“Nightmare as a Child”
I recently tweeted a quote from TZ’s “Nightmare as a Child” and got this reply from a follower: “Males didn’t like this one as it had women and children in it — that`s my slightly sweeping theory.”
An interesting thought, but I have to admit, I’m not aware of any gender discrepancies when it comes to the popularity of this episode. And plenty of male viewers are big fans of “The Hitch-Hiker” and “The After-Hours,” both of which have female leads.
Many TZs are greatly admired, of course. A few are actively disliked. But there are others that sort of float in the middle, neither loved nor hated. “Nightmare as a Child” is one of them.

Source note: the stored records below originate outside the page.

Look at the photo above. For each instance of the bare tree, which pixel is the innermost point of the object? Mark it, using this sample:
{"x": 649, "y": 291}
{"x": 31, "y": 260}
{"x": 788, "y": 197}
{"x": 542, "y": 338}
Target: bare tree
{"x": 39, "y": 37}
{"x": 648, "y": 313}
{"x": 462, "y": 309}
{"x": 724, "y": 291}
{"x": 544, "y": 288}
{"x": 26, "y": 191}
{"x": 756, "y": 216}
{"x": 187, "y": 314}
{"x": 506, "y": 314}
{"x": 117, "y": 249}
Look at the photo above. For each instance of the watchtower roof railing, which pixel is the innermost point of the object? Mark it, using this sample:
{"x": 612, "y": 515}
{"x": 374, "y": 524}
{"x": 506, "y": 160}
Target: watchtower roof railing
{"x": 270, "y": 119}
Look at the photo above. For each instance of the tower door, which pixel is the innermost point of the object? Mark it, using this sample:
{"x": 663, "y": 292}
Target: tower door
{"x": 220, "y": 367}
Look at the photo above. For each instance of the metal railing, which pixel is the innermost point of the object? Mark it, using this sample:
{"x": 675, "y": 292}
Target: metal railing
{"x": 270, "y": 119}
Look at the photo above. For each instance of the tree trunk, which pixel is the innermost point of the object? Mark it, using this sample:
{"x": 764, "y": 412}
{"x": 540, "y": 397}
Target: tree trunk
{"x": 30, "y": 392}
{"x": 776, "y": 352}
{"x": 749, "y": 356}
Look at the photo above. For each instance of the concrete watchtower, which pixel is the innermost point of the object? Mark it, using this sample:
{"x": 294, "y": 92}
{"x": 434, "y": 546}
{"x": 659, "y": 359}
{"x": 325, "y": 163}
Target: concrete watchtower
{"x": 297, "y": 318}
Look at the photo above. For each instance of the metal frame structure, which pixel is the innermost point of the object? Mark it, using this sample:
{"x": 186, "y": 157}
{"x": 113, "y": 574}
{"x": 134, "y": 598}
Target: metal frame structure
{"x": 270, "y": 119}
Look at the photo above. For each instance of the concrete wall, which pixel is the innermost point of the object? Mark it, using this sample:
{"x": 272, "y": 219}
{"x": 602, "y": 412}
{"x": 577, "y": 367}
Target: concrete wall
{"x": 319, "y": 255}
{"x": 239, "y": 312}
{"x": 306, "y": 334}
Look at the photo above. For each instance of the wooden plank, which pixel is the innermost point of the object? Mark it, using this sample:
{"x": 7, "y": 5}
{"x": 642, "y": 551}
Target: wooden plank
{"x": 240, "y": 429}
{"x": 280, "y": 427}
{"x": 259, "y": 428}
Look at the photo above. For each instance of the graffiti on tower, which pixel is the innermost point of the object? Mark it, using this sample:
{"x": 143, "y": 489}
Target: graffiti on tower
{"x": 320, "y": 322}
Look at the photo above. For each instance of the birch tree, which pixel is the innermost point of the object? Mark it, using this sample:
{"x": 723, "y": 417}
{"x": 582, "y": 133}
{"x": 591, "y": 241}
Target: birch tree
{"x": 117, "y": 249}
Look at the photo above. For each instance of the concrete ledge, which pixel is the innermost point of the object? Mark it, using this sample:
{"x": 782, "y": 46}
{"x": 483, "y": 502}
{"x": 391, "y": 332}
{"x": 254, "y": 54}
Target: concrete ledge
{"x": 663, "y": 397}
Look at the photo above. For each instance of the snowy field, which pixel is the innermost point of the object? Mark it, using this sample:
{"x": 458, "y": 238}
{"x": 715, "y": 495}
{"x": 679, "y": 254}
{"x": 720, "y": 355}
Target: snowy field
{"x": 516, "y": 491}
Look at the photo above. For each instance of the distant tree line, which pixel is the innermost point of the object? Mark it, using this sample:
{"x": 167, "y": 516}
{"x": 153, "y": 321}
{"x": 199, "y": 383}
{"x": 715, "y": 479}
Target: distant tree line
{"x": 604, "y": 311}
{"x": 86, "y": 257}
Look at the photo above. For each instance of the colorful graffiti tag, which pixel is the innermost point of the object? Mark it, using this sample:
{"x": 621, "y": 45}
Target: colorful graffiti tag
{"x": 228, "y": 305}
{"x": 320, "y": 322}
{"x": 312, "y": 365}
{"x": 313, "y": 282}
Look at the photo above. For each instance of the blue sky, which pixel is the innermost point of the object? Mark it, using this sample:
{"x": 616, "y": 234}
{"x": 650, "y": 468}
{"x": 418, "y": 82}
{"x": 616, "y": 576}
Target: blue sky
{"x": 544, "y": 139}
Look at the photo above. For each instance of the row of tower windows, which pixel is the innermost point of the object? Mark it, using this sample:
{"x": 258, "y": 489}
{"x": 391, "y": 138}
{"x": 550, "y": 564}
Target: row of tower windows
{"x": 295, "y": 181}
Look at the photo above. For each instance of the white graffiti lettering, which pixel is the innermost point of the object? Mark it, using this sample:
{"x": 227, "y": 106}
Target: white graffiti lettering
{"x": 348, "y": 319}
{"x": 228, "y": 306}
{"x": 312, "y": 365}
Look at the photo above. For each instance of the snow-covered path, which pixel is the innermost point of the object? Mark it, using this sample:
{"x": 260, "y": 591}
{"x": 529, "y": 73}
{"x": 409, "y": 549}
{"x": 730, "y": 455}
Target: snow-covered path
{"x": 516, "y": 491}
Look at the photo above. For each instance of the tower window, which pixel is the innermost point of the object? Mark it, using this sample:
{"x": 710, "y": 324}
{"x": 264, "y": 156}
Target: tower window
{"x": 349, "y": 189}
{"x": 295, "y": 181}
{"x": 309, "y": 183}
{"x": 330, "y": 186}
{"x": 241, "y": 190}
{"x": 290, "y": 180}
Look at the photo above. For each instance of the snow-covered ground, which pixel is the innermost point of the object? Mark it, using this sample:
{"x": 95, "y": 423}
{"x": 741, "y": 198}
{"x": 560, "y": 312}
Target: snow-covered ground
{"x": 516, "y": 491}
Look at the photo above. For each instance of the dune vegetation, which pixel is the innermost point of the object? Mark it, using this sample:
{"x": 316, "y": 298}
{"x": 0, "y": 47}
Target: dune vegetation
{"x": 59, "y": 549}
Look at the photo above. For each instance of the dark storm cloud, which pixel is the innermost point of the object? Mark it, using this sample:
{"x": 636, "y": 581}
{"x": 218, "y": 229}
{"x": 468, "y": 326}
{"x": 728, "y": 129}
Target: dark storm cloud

I’ve seen a lot of viewer feedback in the four and a half years I’ve been doing my Twitter page, pro and con, and both men and women hardly say a word about it. It almost doesn’t register. Which is a shame, really. It’s a good episode. The story is fairly intriguing, and it ends on a happy note.
I think the problem is that much of the “action” takes place off-screen, and there’s no real peril. On paper, the idea sounds good: A woman has repressed memories of her mother’s murder, meets a girl who’s a projection of her subconscious trying to get her to remember, then encounters the murderer himself, back years later to finish the job.
Yet it comes across somewhat flat. Mind you, it’s not bad. Janice Rule does a decent job as the main character, Helen Foley, and Terry Burnham is appropriately unsettling as the little girl. But somehow Serling’s intriguing idea just sort of lays there. It’s enjoyable, but it strikes me as something that would have worked better as a radio script.
It surely didn’t help that “Nightmare as a Child” came amid a torrent of excellent episodes in TZ’s landmark first season. What would have shone as an episode of some other series couldn’t help but get a little lost airing in between Charles Beaumont’s “A Nice Place to Visit” and Serling’s classic “A Stop at Willoughby.”
As it stands, “Nightmare as a Child” is like the coffee offered with dessert after a fancy meal. It’s not why you came, but it’s nice to have.